# Approach
There are a number of aspects of choosing a vector db that might be unique to your situation. You should think through your HW, utilization, latency requirements, scale, etc before choosing. 

Im targeting a demo (low utilization, latency can be relaxed) that will live on a huggingface space. I have a small scale that could even fit in memory. I like [Qdrant](https://qdrant.tech) for this. 

# Imports

In [1]:
from IPython.core.interactiveshell import InteractiveShell
InteractiveShell.ast_node_interactivity = 'all'

In [2]:
from pathlib import Path
import pickle

from tqdm.notebook import tqdm
from haystack.schema import Document
from qdrant_haystack import QdrantDocumentStore

In [3]:
proj_dir = Path.cwd().parent
print(proj_dir)

/home/ec2-user/RAGDemo


# Config

In [4]:
file_in = proj_dir / 'data/processed/simple_wiki_embeddings.pkl'

# Setup
Read in our list of dictionaries. This is the upper end for the machine Im using. This takes ~10GB of RAM. We could easily do this in batches of ~100k and be fine in most machines. 

In [5]:
%%time
with open(file_in, 'rb') as handle:
 documents = pickle.load(handle)

CPU times: user 11.6 s, sys: 2.25 s, total: 13.9 s
Wall time: 18.1 s


Convert the dictionaries to `Documents`

In [6]:
documents = [Document.from_dict(d) for d in documents]

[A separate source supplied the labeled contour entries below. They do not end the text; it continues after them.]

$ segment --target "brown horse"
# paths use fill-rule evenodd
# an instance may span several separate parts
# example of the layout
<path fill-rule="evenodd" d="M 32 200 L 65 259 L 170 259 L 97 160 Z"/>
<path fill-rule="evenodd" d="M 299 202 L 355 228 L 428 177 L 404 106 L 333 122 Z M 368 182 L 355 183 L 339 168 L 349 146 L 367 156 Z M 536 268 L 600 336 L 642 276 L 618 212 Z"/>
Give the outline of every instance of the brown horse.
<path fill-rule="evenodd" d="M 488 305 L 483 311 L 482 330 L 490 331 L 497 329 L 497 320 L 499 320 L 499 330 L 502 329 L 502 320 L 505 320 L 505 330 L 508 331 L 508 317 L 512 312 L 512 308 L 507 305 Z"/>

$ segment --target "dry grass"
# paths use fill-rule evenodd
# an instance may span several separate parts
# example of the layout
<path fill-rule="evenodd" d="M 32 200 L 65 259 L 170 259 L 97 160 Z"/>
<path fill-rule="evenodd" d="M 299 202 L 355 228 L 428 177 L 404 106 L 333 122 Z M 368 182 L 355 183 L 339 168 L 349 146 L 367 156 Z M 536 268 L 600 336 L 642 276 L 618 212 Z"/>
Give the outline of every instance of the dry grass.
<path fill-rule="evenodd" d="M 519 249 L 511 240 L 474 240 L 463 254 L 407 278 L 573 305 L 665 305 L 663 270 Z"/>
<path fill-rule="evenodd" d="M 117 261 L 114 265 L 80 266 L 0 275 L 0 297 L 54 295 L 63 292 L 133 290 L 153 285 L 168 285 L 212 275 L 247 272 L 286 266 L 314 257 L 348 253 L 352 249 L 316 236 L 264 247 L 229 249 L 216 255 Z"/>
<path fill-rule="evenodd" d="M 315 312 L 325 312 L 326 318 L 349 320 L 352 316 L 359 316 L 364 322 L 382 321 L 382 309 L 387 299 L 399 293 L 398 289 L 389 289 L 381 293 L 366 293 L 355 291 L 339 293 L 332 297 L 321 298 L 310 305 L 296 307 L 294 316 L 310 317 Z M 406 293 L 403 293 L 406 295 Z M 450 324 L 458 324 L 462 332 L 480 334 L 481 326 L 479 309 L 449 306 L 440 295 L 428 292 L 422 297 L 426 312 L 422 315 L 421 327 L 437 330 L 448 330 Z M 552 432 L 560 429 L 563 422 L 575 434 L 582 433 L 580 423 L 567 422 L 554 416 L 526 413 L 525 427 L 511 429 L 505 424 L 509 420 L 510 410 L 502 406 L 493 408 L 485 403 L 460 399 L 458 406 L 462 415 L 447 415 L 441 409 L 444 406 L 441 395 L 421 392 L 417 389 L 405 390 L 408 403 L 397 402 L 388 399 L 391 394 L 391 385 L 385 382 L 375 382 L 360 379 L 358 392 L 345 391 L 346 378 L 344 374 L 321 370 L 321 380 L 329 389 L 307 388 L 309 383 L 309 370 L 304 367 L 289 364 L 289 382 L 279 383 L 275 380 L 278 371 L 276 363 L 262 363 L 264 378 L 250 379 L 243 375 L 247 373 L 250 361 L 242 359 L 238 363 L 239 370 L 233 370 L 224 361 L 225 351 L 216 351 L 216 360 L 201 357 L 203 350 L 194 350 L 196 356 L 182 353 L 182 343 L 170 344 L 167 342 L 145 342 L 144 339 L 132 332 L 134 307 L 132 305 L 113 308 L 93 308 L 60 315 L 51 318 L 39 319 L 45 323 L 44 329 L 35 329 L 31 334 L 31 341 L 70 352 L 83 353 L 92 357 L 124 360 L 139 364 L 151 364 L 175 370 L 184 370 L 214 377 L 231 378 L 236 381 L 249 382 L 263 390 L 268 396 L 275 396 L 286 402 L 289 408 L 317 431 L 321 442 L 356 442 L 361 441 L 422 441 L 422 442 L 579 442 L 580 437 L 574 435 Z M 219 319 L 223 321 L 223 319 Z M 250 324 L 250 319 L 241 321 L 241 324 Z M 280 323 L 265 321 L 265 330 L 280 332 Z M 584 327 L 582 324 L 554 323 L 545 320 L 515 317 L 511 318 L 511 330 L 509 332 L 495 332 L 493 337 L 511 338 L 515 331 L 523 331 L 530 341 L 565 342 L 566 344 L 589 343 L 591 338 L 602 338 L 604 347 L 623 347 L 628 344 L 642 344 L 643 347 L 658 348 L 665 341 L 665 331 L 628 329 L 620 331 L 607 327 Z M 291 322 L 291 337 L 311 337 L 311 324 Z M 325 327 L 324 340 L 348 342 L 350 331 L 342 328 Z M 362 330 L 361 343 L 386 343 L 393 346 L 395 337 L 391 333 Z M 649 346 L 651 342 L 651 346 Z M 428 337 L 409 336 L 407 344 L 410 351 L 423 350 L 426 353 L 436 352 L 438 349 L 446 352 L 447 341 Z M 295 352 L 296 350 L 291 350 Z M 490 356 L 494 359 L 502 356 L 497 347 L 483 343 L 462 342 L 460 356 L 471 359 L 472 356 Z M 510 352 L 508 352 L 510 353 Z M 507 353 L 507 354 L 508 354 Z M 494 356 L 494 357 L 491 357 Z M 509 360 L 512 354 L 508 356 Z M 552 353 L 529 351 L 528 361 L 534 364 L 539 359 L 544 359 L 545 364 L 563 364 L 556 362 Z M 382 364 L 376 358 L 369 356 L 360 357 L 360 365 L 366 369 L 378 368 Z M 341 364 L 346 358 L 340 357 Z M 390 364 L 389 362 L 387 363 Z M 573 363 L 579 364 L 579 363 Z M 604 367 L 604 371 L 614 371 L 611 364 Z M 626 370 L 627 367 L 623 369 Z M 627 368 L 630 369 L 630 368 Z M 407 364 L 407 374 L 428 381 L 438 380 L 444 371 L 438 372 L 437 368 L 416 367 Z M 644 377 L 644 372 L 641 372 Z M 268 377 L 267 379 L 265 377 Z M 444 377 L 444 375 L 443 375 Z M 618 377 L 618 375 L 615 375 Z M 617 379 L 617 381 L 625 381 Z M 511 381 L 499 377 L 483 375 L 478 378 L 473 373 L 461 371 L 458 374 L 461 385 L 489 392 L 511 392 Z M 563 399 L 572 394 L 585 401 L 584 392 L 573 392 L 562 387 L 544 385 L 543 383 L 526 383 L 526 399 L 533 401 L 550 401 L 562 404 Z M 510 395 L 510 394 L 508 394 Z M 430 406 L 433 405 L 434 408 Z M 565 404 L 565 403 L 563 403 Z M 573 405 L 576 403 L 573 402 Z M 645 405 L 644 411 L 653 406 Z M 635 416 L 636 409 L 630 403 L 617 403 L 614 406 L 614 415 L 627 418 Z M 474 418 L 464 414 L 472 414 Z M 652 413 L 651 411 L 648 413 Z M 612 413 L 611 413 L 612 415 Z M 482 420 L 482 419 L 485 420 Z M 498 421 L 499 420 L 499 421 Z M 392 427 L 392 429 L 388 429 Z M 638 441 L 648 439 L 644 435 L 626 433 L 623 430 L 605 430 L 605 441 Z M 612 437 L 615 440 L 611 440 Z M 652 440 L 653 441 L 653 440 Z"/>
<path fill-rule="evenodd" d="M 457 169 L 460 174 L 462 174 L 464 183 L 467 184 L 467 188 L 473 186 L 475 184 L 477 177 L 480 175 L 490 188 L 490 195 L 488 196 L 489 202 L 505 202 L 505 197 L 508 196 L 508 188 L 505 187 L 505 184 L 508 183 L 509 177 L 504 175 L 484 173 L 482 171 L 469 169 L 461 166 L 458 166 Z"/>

Instantiate our `DocumentStore`. Note that Im saving this to disk, this is for portability which is good considering I want to move from this ec2 instance into a Hugging Face Space. 

Note that if you are doing this at scale, you should use a proper instance and not saving to file. You should also take a [measured ingestion](https://qdrant.tech/documentation/tutorials/bulk-upload/) approach instead of using a convenient loader. 

In [7]:
document_store = QdrantDocumentStore(
 path=str(proj_dir/'Qdrant'),
 index="RAGDemo",
 embedding_dim=768,
 recreate_index=True,
 hnsw_config={"m": 16, "ef_construct": 64} # Optional
)

In [9]:
%%time
document_store.write_documents(documents, batch_size=5_000)

270000it [28:43, 156.68it/s] 

CPU times: user 13min 23s, sys: 48.6 s, total: 14min 12s
Wall time: 28min 43s